The number to remember: 476 lines, \~5k tokens, fits the 25k auto-compaction budget with room for at least four other concurrently active skills before truncation kicks in.

## Why these three questions

They are independent. They are minimal (no fourth question is forced by any v2.2 evidence). They cover the three classes of failure the v2.2 ship surfaced:

* A skill that the agent never invokes is a Question 1 failure (description does not name triggers, or invocation taxonomy is wrong).
* A skill whose rules are decoration is a Question 2 failure (the audit found three of these in v2.2).
* A skill that bloats the budget is a Question 3 failure (the auto-compaction floor is the silent killer; a 1,200-line skill survives one turn and gets truncated after compaction).

The three blocker docs in this repo ([01 quickstart](/docs/01-quickstart), [02 mental model](/docs/02-mental-model), [04 token economics](/docs/04-token-economics)) each unblock one of the three audiences who hit one of the three failures. Read those three; then come back here.

## Authoring loop using the framework

When designing a new skill or auditing an existing one:

1. Answer Question 1 explicitly. Write down "this skill is invoked by \[agent / user / both]." Pick the frontmatter accordingly.
2. Grep your SKILL.md for "must," "always," "never," and digits. For each hit, write "fires on: \[name of script / hook / captured file]." Anything that resolves to "the agent decides" is decoration; either rewrite as guidance or wire it to a mechanism.
3. `wc -l SKILL.md`. If over 500, push detail to `references/`. Estimate the description's combined character count; if over 1,024 for description alone or 1,536 combined, tighten.

If you do this honestly, the skill ships ready. If you skip a question, the next audit will find it.

## Sources

> See [Overview → Sources](/docs/00-overview#sources) for what `LANDSCAPE`, `REVIEWER`, and `LESSONS` refer to.

* `REVIEWER`, "Stress test of the decoration vs mechanism headline," recommendation (the three-question framing).
* `LESSONS` 2.1 (the three karpathy-wiki decoration-to-mechanism wirings, commits `dabf10a`, `36f0aa8`, `d325dda`).
* `REVIEWER` G10 (the user-invocable / disable-model-invocation taxonomy).
* `REVIEWER` G2 (the 25k auto-compaction budget, the 5k per-skill survival floor).
* `REVIEWER` B4 (the 1024 / 1536 / 8000 description-budget nuance).

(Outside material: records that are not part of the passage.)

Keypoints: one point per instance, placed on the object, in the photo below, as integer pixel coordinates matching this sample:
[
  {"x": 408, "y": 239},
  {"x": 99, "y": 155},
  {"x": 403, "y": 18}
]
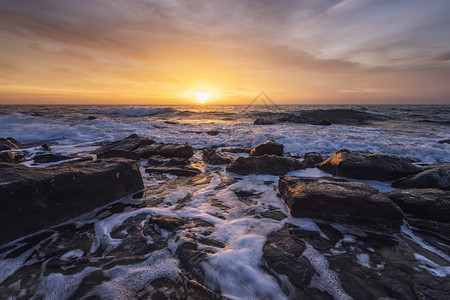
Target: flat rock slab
[
  {"x": 266, "y": 164},
  {"x": 237, "y": 150},
  {"x": 32, "y": 199},
  {"x": 430, "y": 204},
  {"x": 183, "y": 171},
  {"x": 340, "y": 201},
  {"x": 367, "y": 165},
  {"x": 270, "y": 147},
  {"x": 166, "y": 150},
  {"x": 438, "y": 178},
  {"x": 213, "y": 157},
  {"x": 129, "y": 143},
  {"x": 47, "y": 158},
  {"x": 10, "y": 144}
]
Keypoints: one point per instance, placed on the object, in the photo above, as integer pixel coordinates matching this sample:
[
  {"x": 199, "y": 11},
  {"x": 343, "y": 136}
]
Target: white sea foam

Cross-links: [Mental model](/docs/02-mental-model) (Q1 deep dive), [Mechanism vs decoration](/docs/07-mechanism-vs-decoration) (Q2 deep dive), [Token economics](/docs/04-token-economics) (Q3 deep dive), [v2.2 case study](/case-studies/2026-04-25-karpathy-wiki-v2.2) (the worked answers above expanded).

Reverse cross-links to honor: every doc that answers one of the three questions MUST link back here. Currently linking back: [00 overview](/docs/00-overview), [02 mental model](/docs/02-mental-model), [04 token economics](/docs/04-token-economics), [07 mechanism vs decoration](/docs/07-mechanism-vs-decoration), [10 anti-patterns](/docs/10-anti-patterns), [v2.2 case study](/case-studies/2026-04-25-karpathy-wiki-v2.2). The README also references the three questions verbatim.